Originally Posted by discoenduro
The thing is we'll be in Wadi Halfa in May, and some people have said it's going to be as hot as a camel's fart. If my fiancee has to walk 100 metres in 50 celsius, I reckon my donut's cooked.
I've travelled in 50 plus before but i was fully acclimatised. I'm seriously thinking to put her in someone's 4WD...anyone out there with a Toyota and A/C for the lady?
I don't know about May specifically but more likely than not you'll be hard pressed to find a 4X4 heading south, unless there happens to be some other foreigner taking the same ferry that week.
If not, you'll have to wait an entire week to see if someone else wanders along. And as you can imagine, the boredom of an entire week in Wadi Halfa greatly exceeds the pain of a few 100 meter walks.
You can arrange for a ride in Wadi though if you are absolutely desperate. They will charge you an arm and a leg though, they greatly understand the rules of demand and supply.
The bus also runs south, but in my opinion, being squashed into an ancient bus with no shocks and sitting in that tin can in the hot sun is the exact reason that I choose to ride a bike.

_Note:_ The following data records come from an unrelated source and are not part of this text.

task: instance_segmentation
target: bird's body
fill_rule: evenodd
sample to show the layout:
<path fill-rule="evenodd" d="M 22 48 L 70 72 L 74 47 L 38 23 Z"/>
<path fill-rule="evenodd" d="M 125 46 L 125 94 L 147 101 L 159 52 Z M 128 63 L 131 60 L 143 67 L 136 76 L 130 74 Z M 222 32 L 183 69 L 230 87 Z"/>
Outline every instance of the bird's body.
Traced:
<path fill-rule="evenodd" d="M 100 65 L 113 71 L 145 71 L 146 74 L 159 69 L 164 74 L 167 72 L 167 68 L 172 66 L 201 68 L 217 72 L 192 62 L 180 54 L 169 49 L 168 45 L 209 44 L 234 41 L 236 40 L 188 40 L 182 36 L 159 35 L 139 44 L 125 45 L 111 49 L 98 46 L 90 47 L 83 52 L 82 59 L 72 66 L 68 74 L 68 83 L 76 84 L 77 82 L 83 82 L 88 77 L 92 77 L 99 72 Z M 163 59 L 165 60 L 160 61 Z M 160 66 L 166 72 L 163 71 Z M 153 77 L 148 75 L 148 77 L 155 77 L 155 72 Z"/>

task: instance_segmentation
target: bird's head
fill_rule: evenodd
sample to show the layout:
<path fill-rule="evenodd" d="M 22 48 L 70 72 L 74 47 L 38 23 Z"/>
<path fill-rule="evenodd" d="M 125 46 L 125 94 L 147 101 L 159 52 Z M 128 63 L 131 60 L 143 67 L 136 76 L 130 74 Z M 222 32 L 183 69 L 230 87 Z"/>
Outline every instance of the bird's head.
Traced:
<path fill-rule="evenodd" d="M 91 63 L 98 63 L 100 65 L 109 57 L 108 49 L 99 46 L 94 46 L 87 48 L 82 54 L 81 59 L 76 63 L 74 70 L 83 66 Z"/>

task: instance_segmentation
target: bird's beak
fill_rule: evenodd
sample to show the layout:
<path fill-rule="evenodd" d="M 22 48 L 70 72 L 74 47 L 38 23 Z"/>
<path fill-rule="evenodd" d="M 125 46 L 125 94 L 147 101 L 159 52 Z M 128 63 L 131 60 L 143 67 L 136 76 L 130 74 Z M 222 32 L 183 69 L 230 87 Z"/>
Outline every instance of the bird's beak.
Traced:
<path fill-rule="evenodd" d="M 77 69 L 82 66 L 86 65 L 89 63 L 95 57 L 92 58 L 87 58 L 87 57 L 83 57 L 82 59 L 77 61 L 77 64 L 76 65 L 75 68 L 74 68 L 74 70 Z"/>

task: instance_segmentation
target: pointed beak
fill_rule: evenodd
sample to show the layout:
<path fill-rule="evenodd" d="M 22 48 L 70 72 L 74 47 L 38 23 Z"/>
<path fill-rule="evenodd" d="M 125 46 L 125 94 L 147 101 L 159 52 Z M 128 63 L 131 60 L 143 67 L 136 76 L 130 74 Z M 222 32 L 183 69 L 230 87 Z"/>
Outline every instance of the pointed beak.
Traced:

You'll understand when you get to northern Sudan, but the long and the short of it is, there are not any easy solutions, it is the middle of nowhere. You and her will already be used to the 50 degree heat from your time in Egypt and the fact of it is, that the remoteness is what will make this part of the trip exceedingly memorable for the both of you. I've put my girlfriend on buses before to escape long boring sections in other countries, but I would not want anyone to miss the Wadi Halfa ride, it is tough but it is an absolute highlight, as a few people have mentioned.
If you are really worried, about the heat, the most realistic solution is to go to desert riding mode. Get up pre-dawn, no faffing around and head off before the sun has even risen. You'll get in a few hours of riding until the heat builds up. Pick an interesting village when it does, stop for the day and sit beside the Nile, it's not a real hardship.
In short, ride it. Take your time, be careful and you'll look fondly look back on it for the rest of your life. If you want, there are a couple of campsites that we found that were amazing and I can track down the co-ordinates and send them to you.